Be/X-ray binaries (BeXRBs) are a class of high-mass X-ray binaries that consist of a Be star and a neutron star.  The neutron star is usually in a wide highly elliptical orbit around the Be star. The Be stellar wind forms a disk confined to a plane often different from the orbital plane of the neutron star. When the neutron star passes through the Be disk, it accretes a large mass of gas in a short time. As the gas falls onto the neutron star, a bright flare in hard X-rays is seen.

X Persei

X Persei is a binary system containing a γ Cassiopeiae variable and a pulsar.  It has a relatively long period and low eccentricity for this type of binary, which means the x-ray emission is persistent and not usually strongly variable.  Some strong x-ray flares have been observed, presumably related to changes in the accretion disc, but no correlations have been found with the strong optical variations.

LSI+61°303

LSI+61°303 is a possible example of a Be/X-ray binary star.

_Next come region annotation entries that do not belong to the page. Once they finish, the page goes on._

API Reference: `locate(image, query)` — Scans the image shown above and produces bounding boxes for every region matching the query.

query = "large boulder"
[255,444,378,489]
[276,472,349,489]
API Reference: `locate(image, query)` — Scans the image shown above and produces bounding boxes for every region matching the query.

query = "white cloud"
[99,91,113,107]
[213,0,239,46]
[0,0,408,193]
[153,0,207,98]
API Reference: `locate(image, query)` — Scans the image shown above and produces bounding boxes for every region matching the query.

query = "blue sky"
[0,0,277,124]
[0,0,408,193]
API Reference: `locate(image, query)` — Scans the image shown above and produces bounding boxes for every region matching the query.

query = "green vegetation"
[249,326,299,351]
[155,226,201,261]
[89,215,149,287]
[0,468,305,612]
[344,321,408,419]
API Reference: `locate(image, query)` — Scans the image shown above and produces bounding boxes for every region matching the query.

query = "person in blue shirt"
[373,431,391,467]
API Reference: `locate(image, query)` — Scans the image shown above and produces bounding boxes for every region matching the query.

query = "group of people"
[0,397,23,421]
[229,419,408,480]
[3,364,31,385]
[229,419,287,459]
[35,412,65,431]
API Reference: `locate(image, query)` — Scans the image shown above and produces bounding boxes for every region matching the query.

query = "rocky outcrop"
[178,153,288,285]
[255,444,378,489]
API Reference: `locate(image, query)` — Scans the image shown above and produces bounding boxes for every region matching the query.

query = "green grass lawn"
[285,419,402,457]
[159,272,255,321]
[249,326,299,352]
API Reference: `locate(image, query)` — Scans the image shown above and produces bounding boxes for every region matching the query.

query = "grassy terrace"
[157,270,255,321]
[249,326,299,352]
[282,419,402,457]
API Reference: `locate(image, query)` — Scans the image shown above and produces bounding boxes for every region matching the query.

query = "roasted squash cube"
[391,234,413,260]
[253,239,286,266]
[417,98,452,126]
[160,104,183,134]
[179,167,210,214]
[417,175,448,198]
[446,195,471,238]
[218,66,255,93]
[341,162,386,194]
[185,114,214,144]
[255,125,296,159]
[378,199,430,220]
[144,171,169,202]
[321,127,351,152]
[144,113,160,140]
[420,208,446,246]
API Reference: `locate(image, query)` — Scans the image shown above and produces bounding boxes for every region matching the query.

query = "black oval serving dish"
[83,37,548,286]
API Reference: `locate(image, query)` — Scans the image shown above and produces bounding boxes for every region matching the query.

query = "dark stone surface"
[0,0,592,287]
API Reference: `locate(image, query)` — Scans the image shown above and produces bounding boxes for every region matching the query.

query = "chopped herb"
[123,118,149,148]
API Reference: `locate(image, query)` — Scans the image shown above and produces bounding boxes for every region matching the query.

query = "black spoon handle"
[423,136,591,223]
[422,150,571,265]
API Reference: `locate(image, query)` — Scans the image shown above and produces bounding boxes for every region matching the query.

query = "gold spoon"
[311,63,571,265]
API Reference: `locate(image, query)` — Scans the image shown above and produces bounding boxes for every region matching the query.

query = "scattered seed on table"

It is a periodic, radio-emitting binary system that is also the gamma-ray source, CG135+01.  It is also a variable radio source characterized by periodic, non-thermal radio outbursts with a period of 26.496 d.  The 26.5 d period is attributed to the eccentric orbital motion of a compact object, possibly a neutron star, around a rapidly rotating B0 Ve star.  Photometric observations at optical and infrared wavelengths also show a 26.5 d modulation.  Although the mass of the compact object in the LS I +61 303 system is not known accurately, it is likely that it is too large to be a neutron star and so it is likely to be a black hole.

Of the 20 or so members of the Be/X-ray binary class, as of 1996, only X Persei and LSI+61°303 have X-ray outbursts of much higher luminosity and harder spectrum (kT ≈ 10–20 keV) vs. (kT ≤ 1 keV).  LSI+61°303 also shows strong radio outbursts, more similar to those of the "standard" short-period high-mass X-ray binaries such as SS 433, Cyg X-3 and Cir X-1.

RX J0209.6-7427
RX J0209.6-7427 is a Be/X-ray binary star located in the Magellanic Bridge. A couple of rare outbursts have been observed from this source hosting a neutron star. The last outburst was detected in 2019 after about 26 years. The accreting neutron star in this Be/X-ray binary system is an ultraluminous X-ray Pulsar (ULXP) making it the second closest ULXP and the first ULXP in our neighbouring Galaxy in the Magellanic Clouds.